On the other hand, from Lemma 2, we have

$$\begin{array}{cc}& \sum _{i=1}^k\frac{C_k\left(i\right)}{{\left(x-t\right)}^{k-1+i}}·f^{(k+1-i)}\left(t\right)=\sum _{j=1}^k{C}_k\left(j\right)\frac{f^{(k+1-j)}\left(t\right)}{{\left(x-t\right)}^{k-1+j}}\hfill \\ =& \sum _{n=0}^{\infty }\left(\sum _{j=1}^k{C}_k\left(j\right)\sum _{i=0}^n\frac{(n+k+1-i-j)!P_{n+k+1-i-j}\left(x\right)}{(n-i)!}·\frac{\left(\genfrac{}{}{0pt}{}{i+j+k-2}{i}\right)}{x^{k-1+i+j}}\right)t^n.\hfill \end{array}$$

(10)

Then from (9), (10), Lemma 1, and comparing the coefficients of the power series, we have:

$$\begin{array}{cc}& (2k-1)!!\sum _{a_1+a_2+\cdots +a_{2k+1}=n}{P}_{a_1}\left(x\right)P_{a_2}\left(x\right)\cdots P_{a_k}\left(x\right)\hfill \\ =& \sum _{j=1}^{k}C(k,j)\sum _{i=0}^n\frac{(n+k+1-i-j)!}{(n-i)!}·\frac{\left(\genfrac{}{}{0pt}{}{i+j+k-2}{i}\right)}{x^{k-1+i+j}}·P_{n+k+1-i-j}\left(x\right).\hfill \end{array}$$

This completes the proof of our main theorem.

4. Conclusions

The main results of this paper include one theorem and four corollaries.
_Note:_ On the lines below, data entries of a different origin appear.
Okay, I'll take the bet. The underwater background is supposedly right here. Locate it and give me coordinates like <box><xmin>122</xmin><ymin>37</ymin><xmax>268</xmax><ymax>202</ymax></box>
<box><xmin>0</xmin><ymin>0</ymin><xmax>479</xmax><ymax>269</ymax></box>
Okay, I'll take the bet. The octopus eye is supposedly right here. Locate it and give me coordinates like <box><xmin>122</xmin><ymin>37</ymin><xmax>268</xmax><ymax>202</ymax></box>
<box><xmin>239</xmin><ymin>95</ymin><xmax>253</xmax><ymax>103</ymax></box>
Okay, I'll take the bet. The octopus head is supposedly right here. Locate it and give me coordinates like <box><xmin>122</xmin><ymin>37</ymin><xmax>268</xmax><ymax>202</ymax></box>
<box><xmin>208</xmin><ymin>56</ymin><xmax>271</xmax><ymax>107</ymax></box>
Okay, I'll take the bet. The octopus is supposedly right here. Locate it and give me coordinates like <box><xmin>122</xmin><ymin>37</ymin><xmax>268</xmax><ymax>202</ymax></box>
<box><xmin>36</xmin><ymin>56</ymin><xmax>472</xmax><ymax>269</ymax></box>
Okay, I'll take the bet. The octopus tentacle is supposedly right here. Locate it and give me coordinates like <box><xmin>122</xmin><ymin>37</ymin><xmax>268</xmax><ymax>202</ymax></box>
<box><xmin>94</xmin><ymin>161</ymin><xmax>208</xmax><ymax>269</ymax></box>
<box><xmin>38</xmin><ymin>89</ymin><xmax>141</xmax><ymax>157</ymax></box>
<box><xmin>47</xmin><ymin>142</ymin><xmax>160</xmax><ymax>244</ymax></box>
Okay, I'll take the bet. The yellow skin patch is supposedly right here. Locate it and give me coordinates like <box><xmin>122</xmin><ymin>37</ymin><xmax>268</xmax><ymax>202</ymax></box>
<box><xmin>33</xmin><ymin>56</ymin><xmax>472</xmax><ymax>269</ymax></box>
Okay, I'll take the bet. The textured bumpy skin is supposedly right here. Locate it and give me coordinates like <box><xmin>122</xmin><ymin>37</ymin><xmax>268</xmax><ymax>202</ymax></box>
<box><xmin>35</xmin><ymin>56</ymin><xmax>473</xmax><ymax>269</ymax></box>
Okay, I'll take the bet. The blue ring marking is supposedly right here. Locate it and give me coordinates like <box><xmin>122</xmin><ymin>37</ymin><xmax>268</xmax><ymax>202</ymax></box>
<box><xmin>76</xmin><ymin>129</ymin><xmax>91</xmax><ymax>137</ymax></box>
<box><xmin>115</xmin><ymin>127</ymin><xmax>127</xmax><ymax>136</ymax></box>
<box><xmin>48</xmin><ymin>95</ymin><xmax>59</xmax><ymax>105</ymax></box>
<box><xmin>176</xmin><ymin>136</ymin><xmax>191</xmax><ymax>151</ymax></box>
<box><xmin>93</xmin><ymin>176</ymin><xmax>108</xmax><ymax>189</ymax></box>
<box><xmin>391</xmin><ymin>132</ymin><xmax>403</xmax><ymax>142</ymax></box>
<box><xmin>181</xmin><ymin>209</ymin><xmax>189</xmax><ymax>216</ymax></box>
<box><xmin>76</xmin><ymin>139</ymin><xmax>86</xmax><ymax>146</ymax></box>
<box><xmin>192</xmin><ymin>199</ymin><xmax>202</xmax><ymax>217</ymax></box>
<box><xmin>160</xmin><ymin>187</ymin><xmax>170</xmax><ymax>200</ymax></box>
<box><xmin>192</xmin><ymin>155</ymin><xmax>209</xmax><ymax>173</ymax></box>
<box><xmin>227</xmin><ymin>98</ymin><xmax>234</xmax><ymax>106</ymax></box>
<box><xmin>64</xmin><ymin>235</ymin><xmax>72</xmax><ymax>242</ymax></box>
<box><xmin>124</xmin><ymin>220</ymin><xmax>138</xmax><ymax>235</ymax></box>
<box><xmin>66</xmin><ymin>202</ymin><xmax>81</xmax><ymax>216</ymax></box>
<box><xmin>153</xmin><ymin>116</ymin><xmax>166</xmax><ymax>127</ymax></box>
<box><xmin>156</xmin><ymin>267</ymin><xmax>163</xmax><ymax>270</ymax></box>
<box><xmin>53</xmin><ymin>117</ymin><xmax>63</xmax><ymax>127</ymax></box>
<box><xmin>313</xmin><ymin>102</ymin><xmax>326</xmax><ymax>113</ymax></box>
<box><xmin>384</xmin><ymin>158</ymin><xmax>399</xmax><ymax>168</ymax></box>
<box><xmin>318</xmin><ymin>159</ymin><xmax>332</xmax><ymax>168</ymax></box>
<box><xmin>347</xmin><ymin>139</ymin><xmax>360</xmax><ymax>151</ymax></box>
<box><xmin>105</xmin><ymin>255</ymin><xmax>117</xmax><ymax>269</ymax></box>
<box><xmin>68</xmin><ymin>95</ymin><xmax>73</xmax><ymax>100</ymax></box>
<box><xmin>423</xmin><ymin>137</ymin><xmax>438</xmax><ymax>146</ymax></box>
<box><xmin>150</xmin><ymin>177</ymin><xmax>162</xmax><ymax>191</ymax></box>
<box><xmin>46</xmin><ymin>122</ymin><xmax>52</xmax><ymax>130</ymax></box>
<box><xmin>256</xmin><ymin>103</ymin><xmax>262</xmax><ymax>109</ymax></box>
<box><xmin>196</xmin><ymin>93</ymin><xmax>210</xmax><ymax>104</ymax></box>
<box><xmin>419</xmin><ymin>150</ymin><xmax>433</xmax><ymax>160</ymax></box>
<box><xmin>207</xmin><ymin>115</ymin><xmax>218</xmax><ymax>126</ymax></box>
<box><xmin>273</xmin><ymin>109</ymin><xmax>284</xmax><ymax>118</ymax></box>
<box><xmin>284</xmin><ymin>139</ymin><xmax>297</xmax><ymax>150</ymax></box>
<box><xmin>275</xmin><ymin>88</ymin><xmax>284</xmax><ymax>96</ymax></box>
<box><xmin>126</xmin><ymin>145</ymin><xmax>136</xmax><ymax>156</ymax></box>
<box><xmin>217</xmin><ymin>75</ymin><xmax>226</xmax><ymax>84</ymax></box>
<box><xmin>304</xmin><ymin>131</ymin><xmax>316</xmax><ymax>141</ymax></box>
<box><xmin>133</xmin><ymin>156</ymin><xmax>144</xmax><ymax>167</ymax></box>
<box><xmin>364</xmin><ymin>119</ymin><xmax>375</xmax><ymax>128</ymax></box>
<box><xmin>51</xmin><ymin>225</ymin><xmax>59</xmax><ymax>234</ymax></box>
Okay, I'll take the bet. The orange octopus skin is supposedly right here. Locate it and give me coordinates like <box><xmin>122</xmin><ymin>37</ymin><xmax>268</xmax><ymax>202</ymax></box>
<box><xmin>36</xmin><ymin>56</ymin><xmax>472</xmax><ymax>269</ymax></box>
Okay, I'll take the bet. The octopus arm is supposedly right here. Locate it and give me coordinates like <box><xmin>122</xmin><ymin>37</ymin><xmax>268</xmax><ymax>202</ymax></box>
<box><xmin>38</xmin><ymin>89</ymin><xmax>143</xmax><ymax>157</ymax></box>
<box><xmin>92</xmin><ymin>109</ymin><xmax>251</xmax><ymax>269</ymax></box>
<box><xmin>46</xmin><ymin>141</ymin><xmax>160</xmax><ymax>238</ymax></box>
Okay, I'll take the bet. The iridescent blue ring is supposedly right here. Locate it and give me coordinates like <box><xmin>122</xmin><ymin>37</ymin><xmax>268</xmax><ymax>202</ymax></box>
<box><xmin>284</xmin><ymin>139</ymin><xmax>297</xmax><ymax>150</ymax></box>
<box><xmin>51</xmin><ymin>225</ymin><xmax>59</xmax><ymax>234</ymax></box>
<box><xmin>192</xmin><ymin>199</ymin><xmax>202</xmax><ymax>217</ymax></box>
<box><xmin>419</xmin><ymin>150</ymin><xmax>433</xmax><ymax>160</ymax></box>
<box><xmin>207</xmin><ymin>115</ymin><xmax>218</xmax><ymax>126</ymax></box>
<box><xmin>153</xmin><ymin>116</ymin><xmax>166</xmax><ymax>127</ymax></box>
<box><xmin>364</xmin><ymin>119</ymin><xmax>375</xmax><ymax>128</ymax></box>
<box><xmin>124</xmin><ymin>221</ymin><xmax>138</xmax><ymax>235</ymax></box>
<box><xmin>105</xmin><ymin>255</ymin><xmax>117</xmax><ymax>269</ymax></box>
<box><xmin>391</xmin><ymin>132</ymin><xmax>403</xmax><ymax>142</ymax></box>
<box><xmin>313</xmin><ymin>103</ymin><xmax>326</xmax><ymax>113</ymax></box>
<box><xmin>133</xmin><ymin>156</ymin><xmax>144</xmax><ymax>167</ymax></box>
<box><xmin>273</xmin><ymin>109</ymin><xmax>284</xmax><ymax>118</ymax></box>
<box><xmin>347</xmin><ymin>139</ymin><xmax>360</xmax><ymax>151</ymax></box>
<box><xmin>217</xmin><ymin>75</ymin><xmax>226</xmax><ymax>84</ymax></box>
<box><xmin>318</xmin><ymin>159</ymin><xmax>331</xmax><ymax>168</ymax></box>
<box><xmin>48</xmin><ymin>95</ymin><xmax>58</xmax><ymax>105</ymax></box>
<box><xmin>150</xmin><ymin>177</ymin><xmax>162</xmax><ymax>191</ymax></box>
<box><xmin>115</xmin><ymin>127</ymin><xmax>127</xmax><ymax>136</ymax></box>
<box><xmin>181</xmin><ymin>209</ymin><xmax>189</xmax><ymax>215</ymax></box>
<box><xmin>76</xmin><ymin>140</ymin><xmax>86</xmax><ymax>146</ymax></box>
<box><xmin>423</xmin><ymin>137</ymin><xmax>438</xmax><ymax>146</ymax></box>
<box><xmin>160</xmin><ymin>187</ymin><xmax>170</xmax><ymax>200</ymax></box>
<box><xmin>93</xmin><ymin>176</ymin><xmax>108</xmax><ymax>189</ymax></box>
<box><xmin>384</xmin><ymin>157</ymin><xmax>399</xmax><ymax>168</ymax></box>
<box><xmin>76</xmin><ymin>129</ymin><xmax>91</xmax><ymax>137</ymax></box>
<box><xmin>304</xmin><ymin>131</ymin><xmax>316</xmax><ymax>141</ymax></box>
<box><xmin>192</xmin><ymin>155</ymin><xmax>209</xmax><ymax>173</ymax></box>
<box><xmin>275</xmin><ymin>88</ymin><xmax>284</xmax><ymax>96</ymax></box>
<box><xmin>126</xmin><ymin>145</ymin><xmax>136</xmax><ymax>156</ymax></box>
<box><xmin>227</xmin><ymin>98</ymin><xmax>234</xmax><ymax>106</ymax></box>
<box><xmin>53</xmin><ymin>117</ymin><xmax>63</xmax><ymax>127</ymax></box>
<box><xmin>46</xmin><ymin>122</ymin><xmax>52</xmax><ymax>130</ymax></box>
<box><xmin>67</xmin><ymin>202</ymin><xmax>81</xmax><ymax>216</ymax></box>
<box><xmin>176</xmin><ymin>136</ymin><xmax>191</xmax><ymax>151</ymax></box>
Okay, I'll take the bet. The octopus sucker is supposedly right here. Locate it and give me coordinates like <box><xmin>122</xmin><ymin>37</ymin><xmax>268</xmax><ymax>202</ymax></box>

The theorem gave an exact expression for the convolution sums (2) with any odd number $k=2h+1$. This result is meaningful. It not only reveals the close connection between the Legendre polynomials, but also makes a complex convolution sum (2) able to be expressed as a simple combination of some Legendre polynomials. Especially for $k=3$ and 5, the corresponding results Corollary 1 and Corollary 2 are easy to understand. These works have good reference for further research on the classical Legendre polynomials and their generalization. In addition, the theorem also shows that the calculation of (2) can be realized by a computer.